明るい作風になった理由は、ジョン・ファヴローという監督が持つ資質にもあります。それは、彼が監督・脚本・製作・主演までをこなした2014年の映画『シェフ 三ツ星フードトラック始めました』を観ても、はっきりとわかることでした。




『シェフ 三ツ星フードトラック始めました』の物語は、主人公のシェフが評論家からボロボロに酷評されたことに腹を立て、Twitterで口汚く反論してしまたため大炎上し、そのせいで店から解雇され、どこからも雇ってもらえなくなる……というもの。主人公からすればシャレにならない、金ナシ職ナシというキツイ事態に追い込まれてしまうのです。

しかし、その(悲惨な)話の語り口が軽妙であるため、ちっとも暗い雰囲気にはなりません。登場人物にグジグジと悩んでいるヤツはほぼ皆無、事態を好転させるためにあの手この手を使い、時には逆境こそをチャンスに変えようともするのですから。ジョン・ファヴロー監督の資質を乱暴にまとめれば、「よく考えれば悲惨な出来事も、カラッと明るく描いてしまう」ことにあるのでしょう。

そして、「本当はしっかり創意工夫をした料理を作りたかったのに、堅物のオーナーから止められてしまい、それこそが評論家からの悪評を買った」という主人公の姿が、様々な要望やエゴが飛び交う映画業界や、ジョン・ファヴローという映画人そのものに思えてくるというのも興味深いところです。

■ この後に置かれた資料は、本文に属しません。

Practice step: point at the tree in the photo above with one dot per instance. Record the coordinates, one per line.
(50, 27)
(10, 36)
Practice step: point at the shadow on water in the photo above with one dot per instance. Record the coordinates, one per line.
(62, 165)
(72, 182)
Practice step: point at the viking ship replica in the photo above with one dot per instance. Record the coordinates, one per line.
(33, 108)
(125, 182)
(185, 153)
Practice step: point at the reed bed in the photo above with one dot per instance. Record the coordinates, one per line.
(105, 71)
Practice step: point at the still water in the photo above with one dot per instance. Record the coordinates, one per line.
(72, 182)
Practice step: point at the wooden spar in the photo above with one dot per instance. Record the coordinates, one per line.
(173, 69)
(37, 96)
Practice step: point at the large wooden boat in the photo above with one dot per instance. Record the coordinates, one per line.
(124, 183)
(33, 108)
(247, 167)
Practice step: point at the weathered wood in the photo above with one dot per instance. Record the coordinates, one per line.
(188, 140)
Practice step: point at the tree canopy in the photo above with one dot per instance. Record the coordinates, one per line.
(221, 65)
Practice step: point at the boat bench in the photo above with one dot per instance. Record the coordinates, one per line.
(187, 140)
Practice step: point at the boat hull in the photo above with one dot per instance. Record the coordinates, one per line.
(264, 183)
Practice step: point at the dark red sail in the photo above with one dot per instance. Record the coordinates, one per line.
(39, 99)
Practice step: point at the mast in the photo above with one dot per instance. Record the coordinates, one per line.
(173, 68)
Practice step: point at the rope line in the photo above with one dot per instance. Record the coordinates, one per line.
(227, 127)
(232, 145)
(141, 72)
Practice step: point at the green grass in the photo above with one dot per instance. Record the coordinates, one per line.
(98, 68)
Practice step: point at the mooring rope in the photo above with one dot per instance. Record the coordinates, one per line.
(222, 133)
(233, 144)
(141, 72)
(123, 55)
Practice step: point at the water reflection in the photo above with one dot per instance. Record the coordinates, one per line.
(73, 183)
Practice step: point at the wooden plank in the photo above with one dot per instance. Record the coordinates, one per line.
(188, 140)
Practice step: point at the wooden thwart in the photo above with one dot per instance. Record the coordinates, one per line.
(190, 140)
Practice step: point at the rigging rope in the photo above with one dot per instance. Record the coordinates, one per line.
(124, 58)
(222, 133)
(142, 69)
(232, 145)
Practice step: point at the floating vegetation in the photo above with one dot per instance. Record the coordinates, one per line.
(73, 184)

また、『シェフ 三ツ星フードトラック始めました』は、ジョン・ファヴロー監督が『アイアンマン3』の監督を(制作時期が被るために)降りてまで、主人公を演じる自分が優秀なシェフに見えるようにみっちりと料理の修行をして作り上げた映画です。『アイアンマン』およびマーベル・シネマティック・ユニバースに比べれば圧倒的に低予算の作品ではありますが、決して片手間で作られたわけではなく、“監督が本気で作りたかった映画”でもあるのです。

さらに、『シェフ 三ツ星フードトラック始めました』には、ロバート・ダウニー・Jr.がトニー・スタークとほぼ変わらないような性格のキャラクターで出演しており、“ブラック・ウィドウ”役でおなじみのスカーレット・ヨハンソンも主人公の友人役で登場します。ジョン・ファヴロー自身も『アイアンマン』シリーズで“ハッピー”というサブキャラを演じていますし、ヒーロー映画のスターが一堂に会しているような豪華さも感じられるでしょう。

『シェフ 三ツ星フードトラック始めました』は、“Twitterを始めとしたSNSの正しい使い方”が学べる他、“どん底のような逆境”にあっても工夫と努力次第でカムバックできるという希望が描かれています。PG12指定納得の下ネタの数々を除けば、極めて万人におすすめできる内容でもあるので、ぜひ『アイアンマン』と合わせて観てほしいです。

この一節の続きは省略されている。